Blog by Steve Laug
Jeff and I often purchase pipe bowl/stummels of brands that we like and want to restore. These have included a lot of different bowls. If you have followed us for long you know that some of these have included Peterson’s, Dunhill’s, and a wide range of Danish and English pipes. The next pipe I chose to work on is another Peterson’s System Standard. It is stamped on the left side of the shank and reads Peterson’s [arched over] System [arched over] Standard. On the right side of the shank it is a Made in the Republic of Ireland (in 3 lines) [over] the shape number 307. The nickel ferrule is stamped K&P [over] three faux hallmarks. That is followed by the stamping Peterson’s. The bowl was a dirty with some light cake and an overflow of lava on the rim top. The inside edge of the bowl was in good condition but I would know more once I remove the cake and lava. It did not have a stem so I would go through my stock and find one that would fit. The nickel ferrule was lightly oxidized but otherwise looked pretty good. I took a close up photo of the rim top and bowl. I wanted to show how the thickness of the cake in the bowl and the lava on the rim top. You can see that somewhere recently it had been reamed and then resmoked enough to start building a new cake in the bowl. The inner edge was in good condition as was the outer edge. I took photos of the stamping on the sides of the shank. It is readable as noted above. I took some photos of the stem that I had chosen for the bowl. It is a properly shaped new Peterson’s Fishtail stem that looks great on the bowl.I am including the link to the Pipedia’s article on Peterson pipes. It is a great read in terms of the history of the brand (https://pipedia.org/wiki/Peterson).

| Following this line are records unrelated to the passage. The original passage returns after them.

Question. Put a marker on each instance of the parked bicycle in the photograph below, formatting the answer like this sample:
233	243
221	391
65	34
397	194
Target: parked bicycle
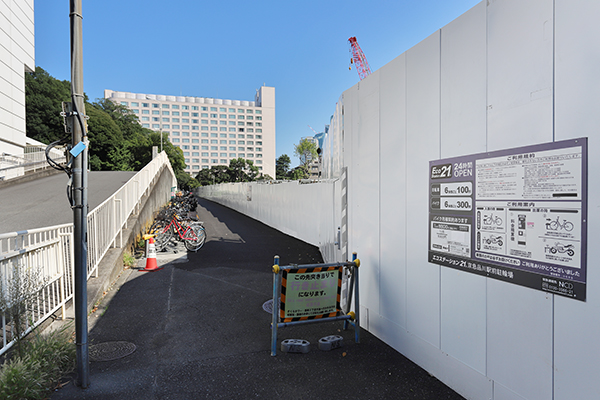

I turned to “The Peterson Pipe” by Mark Irwin and Gary Malmberg to get some background on the Peterson’s System Line. On page 314 it had the following information.
Peterson’s over System – Pipes stamped Peterson’s System have been documented as early as 1920. A ’20 brochure is the earliest printed reference to the Peterson System. The pipe came in three quality grades (no mark, 2, or 3) until 1959, thereafter as De Luxe (no mark), Premier (the old 2) and Standard (the old 3).
Peterson’s over System over Standard (c1945-)
From this I learned that I was dealing with a late Republic Era System Standard 307 that because of the stamping was made between 1945 and the present. Now it was time to work on the pipe.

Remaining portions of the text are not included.